Tuesday, February 22, 2011

Java code to tail -N a text file

This code allows you to go over the last N lines of a specified file. It has a "head" method, which simply allows you to go over the file from the beginning.
import java.io.*;
import java.nio.channels.FileChannel;
import java.nio.CharBuffer;
import java.nio.ByteBuffer;
import java.util.Iterator;
import java.util.NoSuchElementException;public class MMapFile {

    public class MMapIterator implements Iterator<String> {
        private int offset;

        public MMapIterator(int offset) {
            this.offset = offset;
        }
        
        public boolean hasNext() {
            return offset < cb.limit();
        }

        public String next() {
            ByteArrayOutputStream sb = new ByteArrayOutputStream();
            if (offset >= cb.limit())
                throw new NoSuchElementException();
            for (; offset < cb.limit(); offset++) {
                byte c = (cb.get(offset));
                if (c == '\n') {
                    offset++;
                    break;
                }
                if (c != '\r') {
                    sb.write(c);
                }

            }
            try {
                return sb.toString("UTF-8");
            } catch (UnsupportedEncodingException e) {}
            return sb.toString();
        }

        public void remove() {

        }
    }


    private ByteBuffer cb;
    long size;
    private long numLines = -1;
    public MMapFile(String file) throws FileNotFoundException, IOException {
        FileChannel fc = new FileInputStream(new File(file)).getChannel();
        size = fc.size();
        cb = fc.map(FileChannel.MapMode.READ_ONLY, 0, fc.size());
    }

    public long getNumLines() {
        if (numLines != -1) return numLines;  //cache number of lines
        long cnt = 0;
        for (int i=0; i <size; i++) {
            if (cb.get(i) == '\n')
                cnt++;
        }
        numLines = cnt;
        return cnt;
    }

    public Iterator<String> tail(long lines) {
        long cnt=0;
        long i=0;
        for (i=size-1; i>=0; i--) {
            if (cb.get((int)i) == '\n') {
                cnt++;
                if (cnt == lines+1)
                    break;
            }
        }
        return new MMapIterator((int)i+1);
    }

    public Iterator<String> head() {
        return new MMapIterator(0);
    }

    static public void main(String[] args) {
        try {
            Iterator<String> it = new MMapFile("/test.txt").head();
            while (it.hasNext()) {
                System.out.println(it.next());
            }
        } catch (Exception e) {
            
        }

        System.out.println();

        try {
            Iterator<String> it = new MMapFile("/test.txt").tail(2);
            while (it.hasNext()) {
                System.out.println(it.next());
            }
        } catch (Exception e) {

        }

        System.out.println();

        try {
            System.out.println("lines: "+new MMapFile("/test.txt").getNumLines());
        } catch (Exception e) {

        }

    }

}

The technique is to simply map the file into memory using java.nio.channels.FileChannel.map in the Java NIO library and manipulate the file data using memory techniques.

For the "tail" function, we walk back the mapped bytes counting newlines.

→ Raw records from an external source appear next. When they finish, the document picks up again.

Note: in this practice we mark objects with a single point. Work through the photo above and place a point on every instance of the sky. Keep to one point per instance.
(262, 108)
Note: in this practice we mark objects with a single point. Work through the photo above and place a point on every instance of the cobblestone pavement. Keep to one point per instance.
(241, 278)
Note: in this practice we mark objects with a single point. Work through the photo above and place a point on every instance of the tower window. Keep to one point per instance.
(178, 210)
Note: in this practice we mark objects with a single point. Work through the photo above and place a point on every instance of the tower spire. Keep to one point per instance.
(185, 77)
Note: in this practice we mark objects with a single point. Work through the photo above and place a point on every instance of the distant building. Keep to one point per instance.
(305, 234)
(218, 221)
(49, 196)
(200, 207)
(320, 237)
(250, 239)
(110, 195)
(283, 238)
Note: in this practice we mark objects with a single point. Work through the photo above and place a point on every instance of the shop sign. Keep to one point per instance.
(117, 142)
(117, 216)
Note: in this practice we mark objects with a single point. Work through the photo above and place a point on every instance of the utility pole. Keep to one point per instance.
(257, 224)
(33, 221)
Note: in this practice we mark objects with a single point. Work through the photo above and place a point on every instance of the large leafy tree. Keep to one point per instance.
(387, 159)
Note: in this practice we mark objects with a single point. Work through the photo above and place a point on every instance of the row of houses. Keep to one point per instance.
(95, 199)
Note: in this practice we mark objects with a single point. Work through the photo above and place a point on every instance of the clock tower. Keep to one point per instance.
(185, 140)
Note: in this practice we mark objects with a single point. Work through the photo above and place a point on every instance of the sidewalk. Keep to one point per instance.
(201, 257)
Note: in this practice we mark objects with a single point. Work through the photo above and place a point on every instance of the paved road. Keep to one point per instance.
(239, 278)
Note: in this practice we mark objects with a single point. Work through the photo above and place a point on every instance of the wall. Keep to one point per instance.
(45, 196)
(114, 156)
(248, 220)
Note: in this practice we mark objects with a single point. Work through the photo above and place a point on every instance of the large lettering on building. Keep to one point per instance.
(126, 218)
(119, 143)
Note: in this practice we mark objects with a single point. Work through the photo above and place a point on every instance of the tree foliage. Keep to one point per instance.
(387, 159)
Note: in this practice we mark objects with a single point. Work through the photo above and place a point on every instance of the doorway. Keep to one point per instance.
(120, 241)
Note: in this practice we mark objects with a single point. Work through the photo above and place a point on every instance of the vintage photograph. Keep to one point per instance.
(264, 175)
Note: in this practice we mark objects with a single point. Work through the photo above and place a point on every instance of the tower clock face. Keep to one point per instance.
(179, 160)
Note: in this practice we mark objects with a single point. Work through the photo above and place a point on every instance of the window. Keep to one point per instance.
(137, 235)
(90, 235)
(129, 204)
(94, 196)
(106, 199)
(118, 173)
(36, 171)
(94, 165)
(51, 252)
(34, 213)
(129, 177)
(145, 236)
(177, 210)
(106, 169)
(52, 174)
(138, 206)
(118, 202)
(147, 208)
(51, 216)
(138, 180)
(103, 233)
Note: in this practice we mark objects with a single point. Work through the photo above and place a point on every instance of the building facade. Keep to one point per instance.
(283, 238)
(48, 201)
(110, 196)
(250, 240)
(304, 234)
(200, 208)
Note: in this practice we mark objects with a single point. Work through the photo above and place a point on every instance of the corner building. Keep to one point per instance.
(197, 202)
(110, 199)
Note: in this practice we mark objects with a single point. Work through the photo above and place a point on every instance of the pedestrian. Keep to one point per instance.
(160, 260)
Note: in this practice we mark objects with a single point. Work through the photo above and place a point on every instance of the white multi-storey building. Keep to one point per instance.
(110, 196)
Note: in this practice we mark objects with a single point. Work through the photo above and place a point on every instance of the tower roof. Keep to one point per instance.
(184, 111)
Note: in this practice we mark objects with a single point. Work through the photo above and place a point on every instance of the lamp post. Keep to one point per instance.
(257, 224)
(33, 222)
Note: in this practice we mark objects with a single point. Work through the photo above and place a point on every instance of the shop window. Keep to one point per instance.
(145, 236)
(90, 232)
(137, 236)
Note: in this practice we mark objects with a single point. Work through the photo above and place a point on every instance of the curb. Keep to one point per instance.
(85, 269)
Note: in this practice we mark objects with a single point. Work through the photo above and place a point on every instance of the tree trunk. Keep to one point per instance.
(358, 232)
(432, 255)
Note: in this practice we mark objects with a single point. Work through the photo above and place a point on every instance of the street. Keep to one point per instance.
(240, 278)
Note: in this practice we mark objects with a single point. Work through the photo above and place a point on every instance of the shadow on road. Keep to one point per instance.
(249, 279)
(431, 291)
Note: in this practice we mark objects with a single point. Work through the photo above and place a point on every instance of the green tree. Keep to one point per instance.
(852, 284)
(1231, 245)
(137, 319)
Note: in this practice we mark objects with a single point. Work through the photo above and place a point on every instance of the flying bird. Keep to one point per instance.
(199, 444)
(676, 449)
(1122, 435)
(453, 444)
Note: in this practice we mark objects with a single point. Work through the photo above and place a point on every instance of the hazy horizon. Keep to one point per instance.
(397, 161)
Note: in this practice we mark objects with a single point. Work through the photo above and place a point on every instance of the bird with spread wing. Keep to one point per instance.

The MMapIterator class conveniently provides a way to iterate over lines once we find the starting line.

There is a point where care must be taken in the MMapIterator.next() implementation. That is making sure that bytes are converted to the appropriate string encoding. We use "UTF-8" but if you are dealing with a different encoding in the input file, this should be changed.

12 comments:

Anonymous said...

Hi,

Thanks for this blog. I was looking to write a program for doing these features.

Can you please help me how to execute this program. Should I create a project in eclipse ? Where I can create a directory where I can keep the file to read.

Regards
Guru

thushara said...

You don't need a project. Save this file and use javac to compile it.

Anonymous said...

Hi Thushara,

Thank you so much for your response.

I will try out that. I want to read the last newly appended lines. Assume I am going to read a log file. I need to read only the latest logs.

Please help. Share your thoughts.

Regards
Guru

thushara said...

Do you want to keep reading lines as the file is being written?

Anonymous said...

Ya. But while reading again, I should only get the newly written lines.

thushara said...

Does your log file periodically get rolled, so that a new log file by the same name is created?

Ilango said...

Hi
I would like to read files as they are being written. For example, I have a read program that will run every 10 minutes. This will program will have to "remember" where it left off last time on the log file that it read previously. It has to pick up from where it left previously and read the newly added lines to the file that just grew bigger.
Does your program do that?

thushara said...

@llango - Is it possible to convert your program into a server? Meaning, it doesn't start/stop but always runs? Then it can keep the file offset in memory, and every 10 minutes read and see if the pointer has advanced.

stlguy said...

Hi Thushara
I have this strange requirement that my program cannot be a server. It cannot be running continuously.
Do you make sense of this?

thushara said...

In that case, you would have to save the offset to the last line read nto disk. Every tome your program runs, you could use a memory mapping technique to read unto that offset.

thushara said...

In that case, you would have to save the offset to the last line read nto disk. Every tome your program runs, you could use a memory mapping technique to read unto that offset.

thushara said...

In that case, you would have to save the offset to the last line read nto disk. Every tome your program runs, you could use a memory mapping technique to read unto that offset.